In a previous article (see “Year End Tax Tips” dated November 1, 2019) I identified bunching charitable contributions into one year to help gain the benefit of an income tax deduction. Here are some other ways to do that:
- Donor-advised funds: With a donor-advised fund, you can make a large initial contribution this year and qualify for a healthy deduction. Then the donor-advised fund gives out money to your favorite charities over a period of time. This has the same practical effect as bunching.
- Gifts of property: By giving capital gain property that has appreciated in value, like stock, art or other collectibles, you can generally deduct the property’s current fair market value, instead of its initial cost. Thus, you increase your deduction while avoiding paying tax on the appreciation in value.

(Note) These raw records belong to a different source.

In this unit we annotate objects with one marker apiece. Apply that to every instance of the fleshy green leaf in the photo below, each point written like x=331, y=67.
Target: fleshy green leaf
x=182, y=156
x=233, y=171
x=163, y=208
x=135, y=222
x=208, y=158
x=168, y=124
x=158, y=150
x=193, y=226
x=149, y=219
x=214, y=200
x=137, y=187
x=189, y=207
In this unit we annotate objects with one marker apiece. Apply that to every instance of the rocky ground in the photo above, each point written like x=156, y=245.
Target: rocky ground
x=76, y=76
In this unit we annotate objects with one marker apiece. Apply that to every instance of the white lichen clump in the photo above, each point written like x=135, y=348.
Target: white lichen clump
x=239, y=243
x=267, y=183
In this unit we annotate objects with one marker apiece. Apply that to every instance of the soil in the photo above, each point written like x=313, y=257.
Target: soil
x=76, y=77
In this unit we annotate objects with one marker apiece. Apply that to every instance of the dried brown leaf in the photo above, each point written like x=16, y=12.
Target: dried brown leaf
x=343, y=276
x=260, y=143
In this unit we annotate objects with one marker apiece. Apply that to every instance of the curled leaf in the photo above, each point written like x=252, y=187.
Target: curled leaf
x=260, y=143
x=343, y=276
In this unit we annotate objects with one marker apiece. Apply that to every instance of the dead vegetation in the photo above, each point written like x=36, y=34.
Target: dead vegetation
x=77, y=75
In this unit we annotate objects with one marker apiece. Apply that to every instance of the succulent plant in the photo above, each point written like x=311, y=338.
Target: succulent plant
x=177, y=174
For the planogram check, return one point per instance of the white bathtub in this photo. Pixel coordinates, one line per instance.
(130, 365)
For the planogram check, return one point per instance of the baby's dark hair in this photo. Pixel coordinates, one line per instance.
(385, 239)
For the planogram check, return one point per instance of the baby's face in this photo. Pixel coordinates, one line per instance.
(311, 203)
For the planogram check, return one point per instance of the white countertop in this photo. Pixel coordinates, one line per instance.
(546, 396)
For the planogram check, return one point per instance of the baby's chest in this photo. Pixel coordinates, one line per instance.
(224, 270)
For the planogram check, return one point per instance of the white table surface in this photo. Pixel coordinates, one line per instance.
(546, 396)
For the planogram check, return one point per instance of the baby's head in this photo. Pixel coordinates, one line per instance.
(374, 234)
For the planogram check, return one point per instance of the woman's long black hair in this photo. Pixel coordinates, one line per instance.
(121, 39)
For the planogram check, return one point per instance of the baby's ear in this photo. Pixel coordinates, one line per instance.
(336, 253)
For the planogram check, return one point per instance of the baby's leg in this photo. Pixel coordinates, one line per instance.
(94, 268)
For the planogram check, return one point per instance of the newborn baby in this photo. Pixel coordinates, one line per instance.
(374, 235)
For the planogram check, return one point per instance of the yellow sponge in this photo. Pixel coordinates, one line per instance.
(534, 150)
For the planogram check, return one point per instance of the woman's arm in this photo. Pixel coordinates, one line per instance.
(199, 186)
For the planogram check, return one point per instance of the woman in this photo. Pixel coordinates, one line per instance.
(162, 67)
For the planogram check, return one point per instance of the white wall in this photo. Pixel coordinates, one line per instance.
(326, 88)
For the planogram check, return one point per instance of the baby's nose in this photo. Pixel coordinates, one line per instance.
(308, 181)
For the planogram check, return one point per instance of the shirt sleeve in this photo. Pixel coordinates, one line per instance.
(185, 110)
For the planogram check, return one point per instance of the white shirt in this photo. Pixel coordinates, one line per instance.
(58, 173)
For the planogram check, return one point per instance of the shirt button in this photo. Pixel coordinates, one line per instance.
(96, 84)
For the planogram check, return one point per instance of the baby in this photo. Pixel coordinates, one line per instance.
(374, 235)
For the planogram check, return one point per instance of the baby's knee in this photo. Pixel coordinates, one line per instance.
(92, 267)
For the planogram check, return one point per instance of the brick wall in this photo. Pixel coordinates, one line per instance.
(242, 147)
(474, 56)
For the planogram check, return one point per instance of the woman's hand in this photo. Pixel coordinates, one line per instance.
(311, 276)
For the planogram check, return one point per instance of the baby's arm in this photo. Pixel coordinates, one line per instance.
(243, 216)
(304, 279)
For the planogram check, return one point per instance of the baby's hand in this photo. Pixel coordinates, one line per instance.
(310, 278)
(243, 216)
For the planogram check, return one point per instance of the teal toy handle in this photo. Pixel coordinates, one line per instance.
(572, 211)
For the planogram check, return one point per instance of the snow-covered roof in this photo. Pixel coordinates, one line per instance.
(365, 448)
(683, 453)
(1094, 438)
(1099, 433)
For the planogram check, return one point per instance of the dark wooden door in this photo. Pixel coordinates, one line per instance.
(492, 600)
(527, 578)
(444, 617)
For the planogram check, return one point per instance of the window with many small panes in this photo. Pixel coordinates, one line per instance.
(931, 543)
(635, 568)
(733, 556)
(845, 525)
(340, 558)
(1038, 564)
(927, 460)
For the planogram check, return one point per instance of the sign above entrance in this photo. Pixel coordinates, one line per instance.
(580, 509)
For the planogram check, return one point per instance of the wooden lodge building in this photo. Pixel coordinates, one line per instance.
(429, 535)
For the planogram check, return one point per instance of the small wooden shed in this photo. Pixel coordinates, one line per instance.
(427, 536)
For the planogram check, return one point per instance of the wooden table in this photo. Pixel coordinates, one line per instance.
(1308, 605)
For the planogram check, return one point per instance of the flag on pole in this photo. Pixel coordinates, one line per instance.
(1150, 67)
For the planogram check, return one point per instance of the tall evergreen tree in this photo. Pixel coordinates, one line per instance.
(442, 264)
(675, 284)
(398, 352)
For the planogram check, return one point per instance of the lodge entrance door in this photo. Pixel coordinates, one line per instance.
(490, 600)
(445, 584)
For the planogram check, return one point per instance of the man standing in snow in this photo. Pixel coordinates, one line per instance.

- Rollover from an Individual Retirement Account (IRA): A taxpayer age 70½ or older can roll over up to $100,000 directly from an IRA to a qualified charity with no income tax consequences. While you don’t qualify for a tax deduction, the distribution isn’t taxable either and the rollover can satisfy IRS minimum distribution requirements.
While charitable giving should be done for reasons in addition to income taxes if that increases a taxpayer’s desire to donate it is good for both sides involved.